THE Reserve Bank of India (RBI), has referred cases of violations of the law by at least 20 individuals and firms linked to offshore entities set up by Panamanian law firm Mossack Fonseca to the Enforcement Directorate (ED) for investigation, sources familiar with the development told The Indian Express. The Income-Tax department, too, has referred some cases to the agency.
The move comes after the RBI received information on these accounts from banks in India and abroad. The cases referred to the ED will be investigated under the Foreign Exchange Management Act (FEMA), said sources.
According to a source familiar with the RBI development, a large number of cases referred to ED pertains to individuals and firms which have violated provisions of the FEMA. These include not securing approvals from the central bank for remittances beyond the threshold of $200,000 which was set earlier under the Liberalised Remittance Scheme (LRS). Even after the violations, none of these individuals or firms opted for compounding of contraventions under FEMA, the sources said.
Under the norms, an individual or a corporate can voluntarily seek compounding of an admitted violation. It provides comfort to any person who breaches any provision of FEMA, by minimising transaction costs. Wilful and fraudulent transactions are, however, excluded from the purview of compounding. In cases where entities do not opt for compounding, the issue is referred to the ED for further action.
“The RBI has found some discrepancy in these cases and has referred it to ED for further investigation. Apart from the RBI, the income tax (IT) department, too, has referred several cases to the ED for investigation,” said official sources.
In May, the RBI had sought year-wise details from banks on outward remittances under the LRS, of individuals whose names figure in the Panama Papers. Under the current LRS, a resident Indian can freely remit $250,000 overseas every financial year for a permissible set of current or capital account transactions.
The Panama Papers is an ongoing investigation by the International Consortium of Investigative Journalists (ICIJ), involving more than 100 media organisations including The Indian Express, into leaked data of offshore entities set up for clients by Mossack Fonseca.

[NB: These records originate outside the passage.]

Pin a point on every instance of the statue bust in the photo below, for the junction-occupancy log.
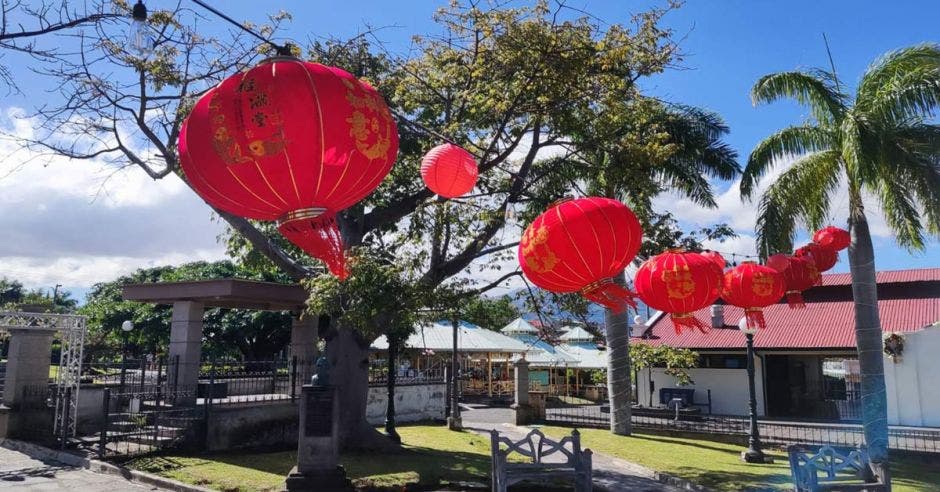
(322, 376)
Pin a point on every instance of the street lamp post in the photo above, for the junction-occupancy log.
(454, 422)
(753, 454)
(126, 327)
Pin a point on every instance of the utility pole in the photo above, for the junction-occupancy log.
(55, 295)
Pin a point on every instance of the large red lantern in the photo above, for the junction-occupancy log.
(833, 238)
(716, 257)
(579, 245)
(824, 258)
(679, 283)
(752, 287)
(290, 141)
(449, 170)
(799, 275)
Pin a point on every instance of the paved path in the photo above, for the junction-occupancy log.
(614, 475)
(21, 472)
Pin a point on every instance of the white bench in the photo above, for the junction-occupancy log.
(575, 462)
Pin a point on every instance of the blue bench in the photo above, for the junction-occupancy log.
(819, 468)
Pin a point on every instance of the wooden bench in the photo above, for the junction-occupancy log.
(840, 470)
(575, 462)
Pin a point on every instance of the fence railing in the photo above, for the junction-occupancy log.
(771, 431)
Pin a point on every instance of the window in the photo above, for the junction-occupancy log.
(723, 361)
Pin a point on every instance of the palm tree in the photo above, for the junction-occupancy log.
(881, 142)
(658, 147)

The Indian Express investigation unearthed the names of over 500 Indians on the firm’s list of offshore companies, foundations and trusts — there are also 234 Indian passports that were handed over by clients as part of the incorporation process.
After The Indian Express published the list of names, the Income Tax department sent queries to several individuals as a part of its investigation. Along with the standard queries sent nationwide, the tax authority sent a set of specific questions, seeking details of declarations and permissions obtained to float offshore firms.

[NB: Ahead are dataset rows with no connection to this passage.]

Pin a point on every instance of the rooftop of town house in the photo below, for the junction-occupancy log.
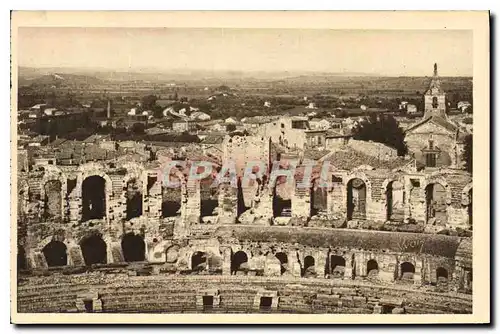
(350, 159)
(431, 244)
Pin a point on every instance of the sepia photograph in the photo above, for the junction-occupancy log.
(181, 167)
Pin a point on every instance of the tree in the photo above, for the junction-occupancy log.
(138, 128)
(467, 153)
(382, 129)
(148, 102)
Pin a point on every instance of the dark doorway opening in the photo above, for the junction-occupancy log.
(21, 258)
(89, 305)
(356, 199)
(309, 269)
(372, 268)
(407, 271)
(283, 258)
(94, 250)
(133, 247)
(94, 198)
(208, 302)
(209, 197)
(55, 254)
(172, 198)
(134, 199)
(337, 266)
(266, 303)
(239, 262)
(199, 261)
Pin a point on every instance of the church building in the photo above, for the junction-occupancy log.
(435, 141)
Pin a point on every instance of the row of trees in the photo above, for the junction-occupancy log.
(382, 129)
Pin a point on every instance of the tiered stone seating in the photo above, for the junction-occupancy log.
(178, 293)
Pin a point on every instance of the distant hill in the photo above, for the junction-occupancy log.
(44, 78)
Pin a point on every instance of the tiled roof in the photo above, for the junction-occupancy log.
(347, 160)
(436, 120)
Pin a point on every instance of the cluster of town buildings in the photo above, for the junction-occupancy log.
(99, 201)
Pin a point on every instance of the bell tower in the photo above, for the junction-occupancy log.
(435, 98)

In some cases, the tax department conducted searches and surveys of business establishments of certain individuals who had incorporated offshore companies through Mossack Fonseca.
Subsequently, the government announced a special multi-agency probe to look into all cases of Indians with offshore entities in tax havens. The RBI is part of the multi-agency group.
Several Indians named in The Panama Papers have claimed that the offshore accounts they set up via Mossack Fonseca conform to RBI rules and were declared to the I-T department.